Войдя в темный проход, Луиза остановилась: после яркого света, царившего снаружи, она словно полностью ослепла. Потом мало-помалу ее глаза начали привыкать к темноте. Мерцающий огонек свечи Хассана слабо озарил стены длинного коридора, в котором они оказались, но даже в его скупом свете вокруг проступали пятна ярких цветов и изображения, от которых у Луизы захватило дух. Потом Хассан зажег фонарь, и его неровное, коптящее пламя выхватило из мрака ряды иероглифов, странно деформированные фигуры богов и царей, сплошь, насколько хватало глаз, покрывавшие стены и потолок. Луиза озиралась вокруг с изумлением и восторгом.

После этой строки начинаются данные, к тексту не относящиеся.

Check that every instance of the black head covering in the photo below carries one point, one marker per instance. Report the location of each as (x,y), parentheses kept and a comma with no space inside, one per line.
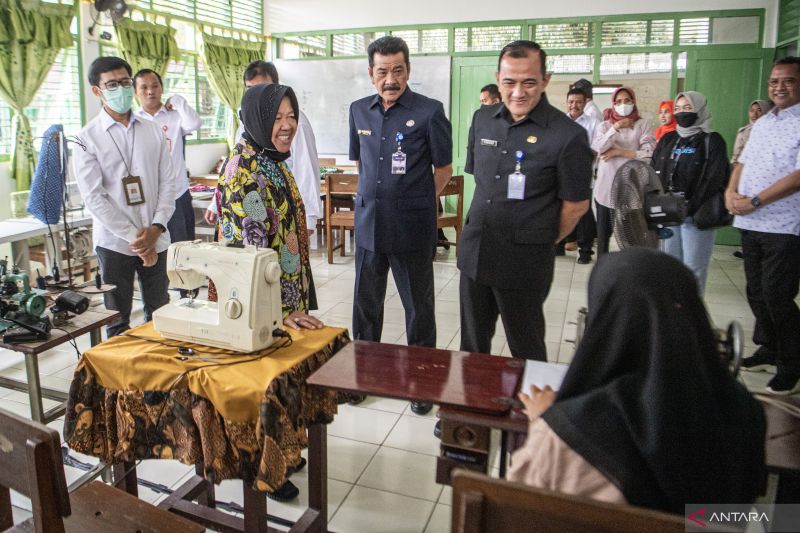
(648,401)
(259,108)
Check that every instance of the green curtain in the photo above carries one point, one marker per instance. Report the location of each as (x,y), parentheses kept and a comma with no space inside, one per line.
(147,45)
(31,35)
(225,60)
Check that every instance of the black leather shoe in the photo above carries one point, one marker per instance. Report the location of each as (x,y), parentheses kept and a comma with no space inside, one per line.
(356,399)
(285,493)
(761,360)
(421,408)
(301,465)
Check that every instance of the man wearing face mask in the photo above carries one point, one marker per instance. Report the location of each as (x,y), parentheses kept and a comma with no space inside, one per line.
(124,172)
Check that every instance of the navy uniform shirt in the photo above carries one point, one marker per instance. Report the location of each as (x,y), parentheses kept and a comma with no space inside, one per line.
(509,243)
(397,212)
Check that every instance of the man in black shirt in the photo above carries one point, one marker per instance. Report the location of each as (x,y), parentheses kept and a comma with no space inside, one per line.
(532,168)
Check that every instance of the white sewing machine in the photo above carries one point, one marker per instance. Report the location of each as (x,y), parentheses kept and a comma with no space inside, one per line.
(249,296)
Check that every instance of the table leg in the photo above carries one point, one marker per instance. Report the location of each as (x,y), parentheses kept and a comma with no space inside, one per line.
(318,472)
(125,477)
(504,436)
(34,387)
(21,256)
(96,336)
(255,510)
(207,497)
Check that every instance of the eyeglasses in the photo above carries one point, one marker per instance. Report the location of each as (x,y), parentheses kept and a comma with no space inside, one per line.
(788,82)
(114,84)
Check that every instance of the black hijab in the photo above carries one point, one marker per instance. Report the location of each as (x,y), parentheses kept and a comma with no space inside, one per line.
(648,402)
(260,105)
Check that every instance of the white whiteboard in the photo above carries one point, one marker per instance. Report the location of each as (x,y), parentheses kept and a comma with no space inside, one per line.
(326,88)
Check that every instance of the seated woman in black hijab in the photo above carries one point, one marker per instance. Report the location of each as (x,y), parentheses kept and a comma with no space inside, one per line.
(260,205)
(647,414)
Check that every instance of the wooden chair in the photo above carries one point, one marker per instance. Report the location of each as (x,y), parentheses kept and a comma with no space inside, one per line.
(455,187)
(482,504)
(338,184)
(30,463)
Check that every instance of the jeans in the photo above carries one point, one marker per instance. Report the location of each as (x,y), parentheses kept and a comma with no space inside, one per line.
(772,268)
(118,269)
(693,247)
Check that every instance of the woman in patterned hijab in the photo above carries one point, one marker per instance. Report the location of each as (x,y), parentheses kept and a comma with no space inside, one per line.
(259,202)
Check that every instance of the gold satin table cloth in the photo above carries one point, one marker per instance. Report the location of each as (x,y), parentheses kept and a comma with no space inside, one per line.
(241,421)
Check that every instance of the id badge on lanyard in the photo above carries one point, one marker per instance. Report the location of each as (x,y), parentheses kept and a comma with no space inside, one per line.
(134,195)
(399,157)
(516,180)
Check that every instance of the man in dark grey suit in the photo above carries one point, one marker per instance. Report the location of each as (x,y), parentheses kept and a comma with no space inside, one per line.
(402,142)
(532,168)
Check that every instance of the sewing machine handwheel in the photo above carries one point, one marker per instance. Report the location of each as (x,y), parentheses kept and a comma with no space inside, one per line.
(272,274)
(233,308)
(35,305)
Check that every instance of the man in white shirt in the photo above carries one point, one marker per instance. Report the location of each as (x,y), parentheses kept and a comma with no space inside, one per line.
(176,118)
(304,161)
(124,173)
(764,194)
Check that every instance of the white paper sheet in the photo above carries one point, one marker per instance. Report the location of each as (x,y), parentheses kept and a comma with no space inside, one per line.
(541,374)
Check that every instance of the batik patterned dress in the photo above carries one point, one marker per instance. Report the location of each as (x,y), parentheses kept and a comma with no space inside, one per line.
(260,205)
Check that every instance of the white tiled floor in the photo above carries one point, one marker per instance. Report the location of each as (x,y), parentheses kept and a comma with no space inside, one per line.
(382,456)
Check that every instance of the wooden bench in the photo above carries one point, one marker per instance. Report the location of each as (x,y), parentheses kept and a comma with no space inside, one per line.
(481,504)
(30,463)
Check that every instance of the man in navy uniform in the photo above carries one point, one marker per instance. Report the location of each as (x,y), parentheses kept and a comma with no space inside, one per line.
(532,166)
(402,143)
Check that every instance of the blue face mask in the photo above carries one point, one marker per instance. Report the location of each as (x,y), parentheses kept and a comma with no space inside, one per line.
(119,100)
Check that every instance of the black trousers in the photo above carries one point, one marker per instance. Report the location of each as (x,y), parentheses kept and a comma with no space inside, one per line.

– Я и не представляла себе, – прошептала она. – Не представляла, что это так… – Она запнулась, ища слово, способное наиболее точно передать ее ощущения в эту минуту, – так… чудесно!
– Нравится? – Хассан пристально смотрел на нее.
– Очень, очень нравится! – Она сделала несколько шагов; ее обувь скользила на наклонном полу коридора. – Хассан, это еще более чудесно, чем я могла себе представить!
Когда эхо ее слов смолкло, снова воцарилась оглушительная тишина. Вопреки ожиданиям Луизы, в темноте гробницы было жарко и душно, как в печи. Она подошла к стене и коснулась рукой раскрашенного камня.
– Очень трудно будет скопировать это. Чтобы передать это ощущение чуда. Эту тайну. Я не смогу… – Она беспомощно пожала плечами.
– Ваши рисунки очень хорошие, – возразил Хассан, поднимая выше фонарь, чтобы его свет проник дальше во мрак.
– Откуда ты знаешь? Ты же не видел их. – Она слегка повернула к нему голову, но глаза ее оставались прикованными к росписям.
– Видел. Когда я складывал ваши вещи в корзины, подул ветер, и один альбом открылся. – Хассан шел за ней, высоко держа фонарь. – Как я мог не увидеть? Сюда. Осторожно. Здесь начинаются ступени вниз. Их очень много.
Маячивший сзади светлый прямоугольник входа внезапно исчез, когда они начали спускаться по бесконечному ряду грубо вырубленных в камне ступеней. В тесноте покрытых рисунками стен свет фонаря казался ярче, но, когда люди оказались в большом зале, он, разлившись между колоннами, снова стал слабым и беззащитным перед лицом подступившей темноты. Из зала выходил еще один коридор; за ним последовал другой, потом еще один, потом еще… Они спускались все глубже, пока наконец не оказались в погребальном покое, и Луиза, ахнув, остановилась. В трепещущем свете фонаря, в игре теней над ее головой на потолке виднелись две огромные, странно вытянутые фигуры.